Electric car charger market seen topping $36 billion by 2030
The Business Research Company says the global electric car charger market is on track to pass $36 billion in 2030, led by Asia-Pacific and fast DC charging. The forecast points to rising EV adoption, government incentives and faster charging infrastructure as the main growth drivers through 2030.
Why it matters: - The electric car charger market is moving from niche infrastructure to a major global power-and-mobility category. - The forecast suggests charging networks will need to scale quickly to keep pace with EV adoption, especially in cities, highways and fleet operations. - The market’s growth could reshape investment across utilities, charging operators, automakers and public infrastructure planners.
What happened: - The Business Research Company projected the global electric car charger market will surpass $36 billion in 2030. - The market is expected to grow at a 23% CAGR through 2030. - The report covers forecasts, innovations and industry outlook for the electric car charger market. - The 2026 edition includes market attractiveness scoring, TAM analysis, company scoring matrix graphics and tables, Excel-based forecasting dashboards, market hotspots infographics, key technologies and future trend analysis, plus updated graphics and tables. - A free sample and the full report are available through the company’s website: Request a free sample and Access the detailed report.
The details: - Asia-Pacific is expected to be the largest region in 2030, with market value of $20 billion. - Asia-Pacific market value is projected to rise from $7 billion in 2025, at a 26% CAGR. - China is projected to be the largest country market in 2030, at $13 billion. - China’s market is expected to grow from $4 billion in 2025 at a 24% CAGR. - The fast DC segment is forecast to be the largest type segment, with 49% share and about $18 billion in 2030. - The market is segmented by type into slow AC, fast AC and fast DC. - The market is segmented by charging type into on-board charger and off-board charger. - The market is segmented by application into home, office and commercial. - The slow AC segment is projected to grow by $5 billion from 2025 to 2030. - The fast AC segment is projected to grow by $7 billion over the same period. - The fast DC segment is projected to grow by $11 billion over the same period. - The three biggest growth opportunities are expected in slow AC, fast AC and fast DC, which together are projected to contribute more than $23 billion by 2030.

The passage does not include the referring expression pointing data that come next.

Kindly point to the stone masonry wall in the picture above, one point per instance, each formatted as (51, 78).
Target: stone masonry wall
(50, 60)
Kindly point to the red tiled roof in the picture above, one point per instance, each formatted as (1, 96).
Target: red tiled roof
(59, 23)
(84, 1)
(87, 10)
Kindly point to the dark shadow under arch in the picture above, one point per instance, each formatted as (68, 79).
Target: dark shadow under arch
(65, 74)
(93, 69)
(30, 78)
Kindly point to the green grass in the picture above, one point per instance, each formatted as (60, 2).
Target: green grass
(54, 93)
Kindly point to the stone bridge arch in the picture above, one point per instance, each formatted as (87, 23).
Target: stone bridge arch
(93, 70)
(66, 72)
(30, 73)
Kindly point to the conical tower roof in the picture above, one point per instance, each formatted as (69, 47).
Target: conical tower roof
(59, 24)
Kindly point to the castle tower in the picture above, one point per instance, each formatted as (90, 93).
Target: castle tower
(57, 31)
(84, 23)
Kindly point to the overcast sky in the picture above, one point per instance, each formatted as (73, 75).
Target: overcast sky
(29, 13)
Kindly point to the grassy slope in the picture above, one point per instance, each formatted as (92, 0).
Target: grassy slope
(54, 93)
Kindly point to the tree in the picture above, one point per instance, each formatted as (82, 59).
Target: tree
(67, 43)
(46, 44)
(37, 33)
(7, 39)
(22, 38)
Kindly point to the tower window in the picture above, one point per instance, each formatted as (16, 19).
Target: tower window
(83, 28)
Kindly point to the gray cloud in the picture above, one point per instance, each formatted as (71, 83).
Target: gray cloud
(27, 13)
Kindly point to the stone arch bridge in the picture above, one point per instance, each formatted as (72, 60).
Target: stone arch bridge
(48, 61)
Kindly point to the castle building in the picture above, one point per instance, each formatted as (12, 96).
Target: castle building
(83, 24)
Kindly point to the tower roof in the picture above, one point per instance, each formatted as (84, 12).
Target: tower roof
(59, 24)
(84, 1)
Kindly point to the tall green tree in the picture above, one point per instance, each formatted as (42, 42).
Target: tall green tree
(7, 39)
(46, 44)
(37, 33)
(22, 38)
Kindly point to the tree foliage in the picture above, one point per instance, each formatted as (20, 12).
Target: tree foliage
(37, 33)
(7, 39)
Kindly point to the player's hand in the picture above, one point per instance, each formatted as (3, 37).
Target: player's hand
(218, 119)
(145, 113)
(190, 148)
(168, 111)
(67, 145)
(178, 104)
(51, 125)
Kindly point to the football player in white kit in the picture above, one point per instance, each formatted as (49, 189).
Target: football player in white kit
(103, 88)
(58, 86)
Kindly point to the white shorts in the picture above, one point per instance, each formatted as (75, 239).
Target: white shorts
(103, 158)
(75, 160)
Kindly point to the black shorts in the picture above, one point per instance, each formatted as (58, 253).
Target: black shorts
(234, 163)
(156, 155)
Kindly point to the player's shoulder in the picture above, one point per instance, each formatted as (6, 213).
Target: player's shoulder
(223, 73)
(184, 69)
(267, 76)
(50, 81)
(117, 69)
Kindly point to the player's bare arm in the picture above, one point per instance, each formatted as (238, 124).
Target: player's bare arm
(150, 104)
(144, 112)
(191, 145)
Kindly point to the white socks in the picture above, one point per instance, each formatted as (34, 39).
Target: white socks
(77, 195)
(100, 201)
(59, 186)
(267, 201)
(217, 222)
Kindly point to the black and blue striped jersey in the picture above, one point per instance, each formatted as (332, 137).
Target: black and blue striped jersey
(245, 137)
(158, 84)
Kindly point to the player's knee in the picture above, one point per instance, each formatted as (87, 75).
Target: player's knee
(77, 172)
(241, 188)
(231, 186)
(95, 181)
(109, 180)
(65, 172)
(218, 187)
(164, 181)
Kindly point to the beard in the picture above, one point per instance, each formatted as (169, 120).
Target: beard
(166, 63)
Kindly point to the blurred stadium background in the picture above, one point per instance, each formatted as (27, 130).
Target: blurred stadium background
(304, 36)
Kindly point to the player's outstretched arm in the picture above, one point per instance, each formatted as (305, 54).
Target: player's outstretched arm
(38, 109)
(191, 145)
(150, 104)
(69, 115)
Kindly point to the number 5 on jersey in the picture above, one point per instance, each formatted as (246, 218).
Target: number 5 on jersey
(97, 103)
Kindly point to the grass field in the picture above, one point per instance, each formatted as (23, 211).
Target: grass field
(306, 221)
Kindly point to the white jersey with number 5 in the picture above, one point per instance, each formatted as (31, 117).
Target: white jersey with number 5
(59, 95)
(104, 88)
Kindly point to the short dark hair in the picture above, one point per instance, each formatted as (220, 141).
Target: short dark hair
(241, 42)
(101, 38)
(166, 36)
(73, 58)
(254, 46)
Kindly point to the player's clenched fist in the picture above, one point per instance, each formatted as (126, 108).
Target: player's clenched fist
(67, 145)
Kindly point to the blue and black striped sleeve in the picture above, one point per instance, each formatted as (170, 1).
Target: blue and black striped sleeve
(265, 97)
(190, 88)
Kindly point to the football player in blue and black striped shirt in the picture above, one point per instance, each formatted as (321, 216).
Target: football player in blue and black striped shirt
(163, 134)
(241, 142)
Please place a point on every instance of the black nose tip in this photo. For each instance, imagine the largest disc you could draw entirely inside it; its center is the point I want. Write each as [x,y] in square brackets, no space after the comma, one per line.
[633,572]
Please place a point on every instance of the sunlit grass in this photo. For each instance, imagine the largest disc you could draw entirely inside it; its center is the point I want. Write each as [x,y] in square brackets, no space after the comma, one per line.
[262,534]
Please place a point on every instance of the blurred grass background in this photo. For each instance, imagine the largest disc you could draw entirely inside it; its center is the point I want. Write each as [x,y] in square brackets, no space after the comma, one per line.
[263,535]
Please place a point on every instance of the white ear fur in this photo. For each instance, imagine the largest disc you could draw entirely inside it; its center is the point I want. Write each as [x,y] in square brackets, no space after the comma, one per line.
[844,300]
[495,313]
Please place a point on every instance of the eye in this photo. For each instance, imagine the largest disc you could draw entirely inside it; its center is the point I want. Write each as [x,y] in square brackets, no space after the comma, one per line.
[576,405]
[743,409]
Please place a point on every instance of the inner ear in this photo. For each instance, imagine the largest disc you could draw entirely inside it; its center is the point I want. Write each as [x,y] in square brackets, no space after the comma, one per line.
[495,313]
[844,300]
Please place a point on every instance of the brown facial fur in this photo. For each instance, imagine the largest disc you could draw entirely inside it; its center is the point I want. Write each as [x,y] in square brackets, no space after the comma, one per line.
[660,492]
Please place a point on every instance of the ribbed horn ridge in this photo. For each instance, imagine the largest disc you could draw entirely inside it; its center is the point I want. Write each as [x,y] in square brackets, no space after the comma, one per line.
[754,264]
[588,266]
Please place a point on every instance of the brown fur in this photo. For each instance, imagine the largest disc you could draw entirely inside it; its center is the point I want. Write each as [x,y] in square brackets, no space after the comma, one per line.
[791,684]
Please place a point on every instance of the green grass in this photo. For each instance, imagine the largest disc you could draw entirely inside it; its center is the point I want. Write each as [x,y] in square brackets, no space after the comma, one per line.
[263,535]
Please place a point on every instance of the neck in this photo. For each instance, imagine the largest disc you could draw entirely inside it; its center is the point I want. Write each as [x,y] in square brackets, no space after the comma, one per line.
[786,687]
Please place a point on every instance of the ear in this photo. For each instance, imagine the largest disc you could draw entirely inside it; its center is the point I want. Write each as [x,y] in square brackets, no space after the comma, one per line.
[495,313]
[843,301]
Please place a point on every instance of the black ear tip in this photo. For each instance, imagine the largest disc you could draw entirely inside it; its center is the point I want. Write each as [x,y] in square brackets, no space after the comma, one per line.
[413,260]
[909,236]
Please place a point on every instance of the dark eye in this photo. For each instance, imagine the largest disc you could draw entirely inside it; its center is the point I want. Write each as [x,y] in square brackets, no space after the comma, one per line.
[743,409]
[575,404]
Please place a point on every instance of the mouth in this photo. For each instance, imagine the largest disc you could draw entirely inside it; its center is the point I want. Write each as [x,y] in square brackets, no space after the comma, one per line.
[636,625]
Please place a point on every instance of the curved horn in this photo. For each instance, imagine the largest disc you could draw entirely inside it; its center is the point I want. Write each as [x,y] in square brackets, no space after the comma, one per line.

Between the lines: - The report’s regional and segment leadership points to a market being driven by scale, speed and convenience, not just EV ownership. - Fast DC’s lead suggests longer-range travel, fleet uptime and highway charging are becoming central to the infrastructure buildout. - The strongest growth assumptions cluster around policy support, public-private investment and the push for digitally connected charging networks. - The release frames the forecast as an estimate based on primary and secondary research, not as investment guidance.
What’s next: - Charging infrastructure investment is likely to keep shifting toward high-capacity stations, smart charging and highway corridors. - Asia-Pacific and China are positioned to remain the main growth engines if EV adoption and policy support continue. - Demand for faster and more convenient charging should keep pressure on operators to expand coverage and reduce charging time.
The bottom line: - The electric car charger market is entering a scale-up phase, with fast charging infrastructure emerging as the clearest winner in the next five years.
Disclaimer: This article was produced by AGP Wire with the assistance of artificial intelligence based on original source content and has been refined to improve clarity, structure, and readability. This content is provided on an “as is” basis. While care has been taken in its preparation, it may contain inaccuracies or omissions, and readers should consult the original source and independently verify key information where appropriate. This content is for informational purposes only and does not constitute legal, financial, investment, or other professional advice.